My weekly ritual is tame according to CNBC which estimates that my generation spends $80 per month, or $960 annually, on coffee. If you stuffed the cash into a mattress, you would have about $43,200 after 45 years. If you invest it at 5%, it will be around $153,000 at age 65 – a more substantial nest egg. The difference is compound interest.
In year 1, only your contribution grows. In year 2, your contributions plus the growth from year 1 grows – and so on. Ultimately the size of your nest egg will depend on the growth rate and how long you can go without touching the money. Compounding is more powerful the longer your time horizon. Hence my colleague’s lament about not starting sooner.
While redirecting some coffee money toward retirement could be wise move, I’m not one for an all or nothing approach. Putting the entire coffee budget towards retirement is likely to cause you to quickly abandon your savings goal in pursuit of a caffeine fix. Budgets need wiggle room to be successful.
Additionally, Millennials have other financial priorities that need to be addressed, such as paying student loans. Millennials should instead aim to have at least 20% of their income go towards saving and paying down debt.
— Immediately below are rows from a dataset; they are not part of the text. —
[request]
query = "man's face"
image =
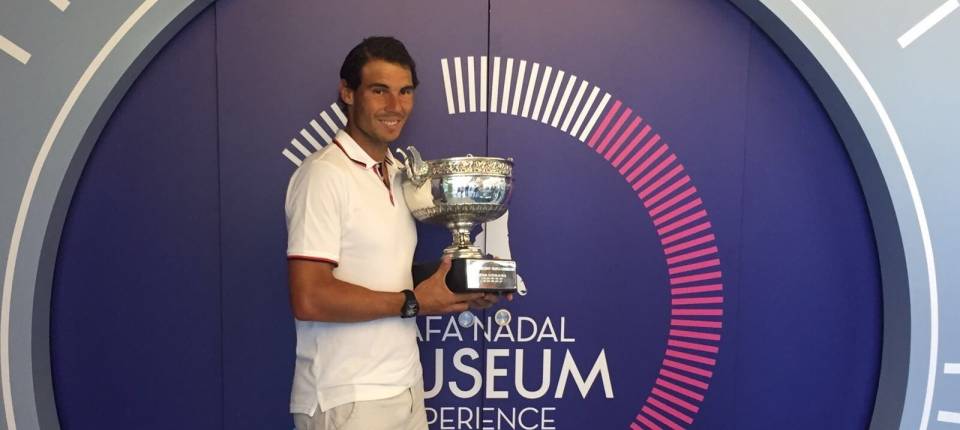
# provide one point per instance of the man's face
(379, 107)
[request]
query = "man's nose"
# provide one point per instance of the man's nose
(392, 103)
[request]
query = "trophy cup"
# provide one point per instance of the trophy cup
(460, 193)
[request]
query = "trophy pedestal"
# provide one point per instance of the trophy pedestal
(473, 275)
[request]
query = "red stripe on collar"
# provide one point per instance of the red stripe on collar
(348, 155)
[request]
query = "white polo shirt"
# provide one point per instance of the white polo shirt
(340, 211)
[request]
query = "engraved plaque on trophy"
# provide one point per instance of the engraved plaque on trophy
(460, 193)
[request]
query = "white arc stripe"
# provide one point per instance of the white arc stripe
(329, 121)
(495, 87)
(927, 23)
(303, 149)
(14, 50)
(446, 85)
(584, 111)
(323, 134)
(543, 90)
(339, 112)
(519, 88)
(471, 85)
(506, 86)
(309, 137)
(27, 198)
(483, 83)
(574, 105)
(914, 195)
(563, 100)
(530, 87)
(458, 75)
(553, 97)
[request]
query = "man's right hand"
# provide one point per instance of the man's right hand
(435, 298)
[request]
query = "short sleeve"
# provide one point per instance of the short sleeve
(315, 204)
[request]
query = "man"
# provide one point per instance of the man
(350, 249)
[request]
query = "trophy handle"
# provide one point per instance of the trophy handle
(413, 165)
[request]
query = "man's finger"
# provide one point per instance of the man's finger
(443, 268)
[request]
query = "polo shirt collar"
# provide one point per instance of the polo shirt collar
(355, 153)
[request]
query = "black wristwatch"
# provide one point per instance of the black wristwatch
(410, 307)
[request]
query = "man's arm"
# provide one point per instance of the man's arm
(317, 295)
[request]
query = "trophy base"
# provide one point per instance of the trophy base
(473, 275)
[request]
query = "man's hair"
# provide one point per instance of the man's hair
(384, 48)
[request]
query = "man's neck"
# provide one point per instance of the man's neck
(376, 150)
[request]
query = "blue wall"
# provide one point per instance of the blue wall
(170, 306)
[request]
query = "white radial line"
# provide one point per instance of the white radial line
(495, 86)
(593, 118)
(553, 97)
(61, 4)
(309, 137)
(948, 417)
(543, 90)
(329, 121)
(446, 85)
(471, 84)
(339, 112)
(292, 157)
(563, 100)
(506, 86)
(27, 199)
(458, 73)
(574, 105)
(323, 134)
(584, 111)
(927, 23)
(483, 83)
(518, 90)
(14, 50)
(914, 194)
(303, 149)
(531, 84)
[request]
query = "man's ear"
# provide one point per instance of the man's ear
(346, 93)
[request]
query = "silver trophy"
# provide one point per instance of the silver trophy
(460, 193)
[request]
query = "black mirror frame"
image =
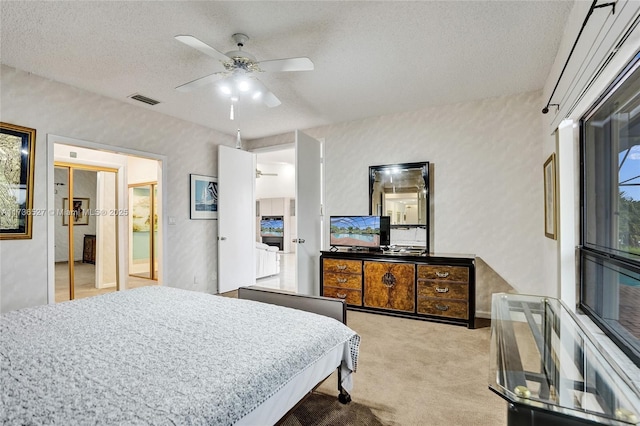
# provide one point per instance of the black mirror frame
(424, 166)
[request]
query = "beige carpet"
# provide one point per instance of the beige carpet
(411, 372)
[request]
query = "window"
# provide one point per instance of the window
(610, 198)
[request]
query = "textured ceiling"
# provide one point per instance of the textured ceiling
(371, 58)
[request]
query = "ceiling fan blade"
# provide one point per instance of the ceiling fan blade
(191, 41)
(268, 98)
(291, 64)
(202, 81)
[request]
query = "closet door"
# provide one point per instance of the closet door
(143, 230)
(236, 219)
(308, 215)
(86, 231)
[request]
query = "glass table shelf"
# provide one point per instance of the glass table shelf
(551, 371)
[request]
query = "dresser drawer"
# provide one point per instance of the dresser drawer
(443, 307)
(443, 290)
(443, 272)
(352, 297)
(342, 280)
(344, 266)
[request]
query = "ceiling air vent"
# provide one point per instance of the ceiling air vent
(144, 99)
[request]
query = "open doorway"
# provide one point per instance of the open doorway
(92, 245)
(85, 241)
(275, 218)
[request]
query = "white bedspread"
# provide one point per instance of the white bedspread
(156, 355)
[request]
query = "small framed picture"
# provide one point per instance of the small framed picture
(17, 148)
(204, 197)
(79, 212)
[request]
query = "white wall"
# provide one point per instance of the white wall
(487, 178)
(281, 186)
(54, 108)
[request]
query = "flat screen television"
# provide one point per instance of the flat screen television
(272, 227)
(369, 232)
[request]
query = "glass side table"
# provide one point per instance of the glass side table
(550, 370)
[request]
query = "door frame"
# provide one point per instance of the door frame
(71, 169)
(152, 257)
(122, 200)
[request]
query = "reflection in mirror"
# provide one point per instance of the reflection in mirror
(401, 191)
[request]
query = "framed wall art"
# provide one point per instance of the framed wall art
(204, 197)
(550, 200)
(17, 150)
(79, 212)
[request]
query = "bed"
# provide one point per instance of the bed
(160, 355)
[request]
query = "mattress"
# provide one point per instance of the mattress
(160, 355)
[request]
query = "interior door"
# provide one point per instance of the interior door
(236, 218)
(308, 213)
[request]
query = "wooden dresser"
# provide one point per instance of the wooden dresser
(428, 287)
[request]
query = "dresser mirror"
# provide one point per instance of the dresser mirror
(401, 191)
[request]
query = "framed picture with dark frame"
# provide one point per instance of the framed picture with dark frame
(79, 211)
(204, 197)
(17, 150)
(550, 200)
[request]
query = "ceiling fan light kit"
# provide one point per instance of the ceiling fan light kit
(239, 68)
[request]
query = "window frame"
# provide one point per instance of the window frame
(606, 256)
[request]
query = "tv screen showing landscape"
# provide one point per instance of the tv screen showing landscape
(355, 231)
(272, 228)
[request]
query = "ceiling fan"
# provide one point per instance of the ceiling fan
(237, 75)
(260, 173)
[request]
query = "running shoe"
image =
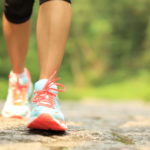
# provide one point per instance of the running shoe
(46, 113)
(19, 93)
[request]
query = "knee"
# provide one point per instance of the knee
(18, 11)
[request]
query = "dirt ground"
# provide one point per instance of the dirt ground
(93, 125)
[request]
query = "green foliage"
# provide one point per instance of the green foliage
(107, 50)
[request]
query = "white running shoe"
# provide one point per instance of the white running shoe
(19, 92)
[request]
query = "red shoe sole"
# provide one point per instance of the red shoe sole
(17, 117)
(46, 122)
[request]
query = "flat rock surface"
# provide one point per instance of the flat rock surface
(100, 125)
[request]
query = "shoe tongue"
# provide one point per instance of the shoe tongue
(22, 78)
(39, 85)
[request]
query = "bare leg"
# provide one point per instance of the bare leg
(52, 31)
(17, 38)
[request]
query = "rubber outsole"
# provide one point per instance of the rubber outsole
(46, 122)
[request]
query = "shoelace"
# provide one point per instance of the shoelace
(46, 97)
(16, 86)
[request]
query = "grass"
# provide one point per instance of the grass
(135, 88)
(123, 139)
As far as retirement goes, millennials should seek to contribute at least enough to an employer’s retirement plan to receive the full matching contribution, if there is one. Millennials should work toward saving 10-15% of income for retirement.
Changing your spending and savings habits doesn’t have to be difficult either. Consider increasing your retirement savings by just 1-2% of your income annually. Some plans even let you schedule annual increases so you do not need to remember each year. Chances are you won’t miss the money in your paycheck. If it still seems too difficult, try taking a hard look at your budget. Coffee might not be the only splurge you are (arguably) wasting money on. Your future self will thank you.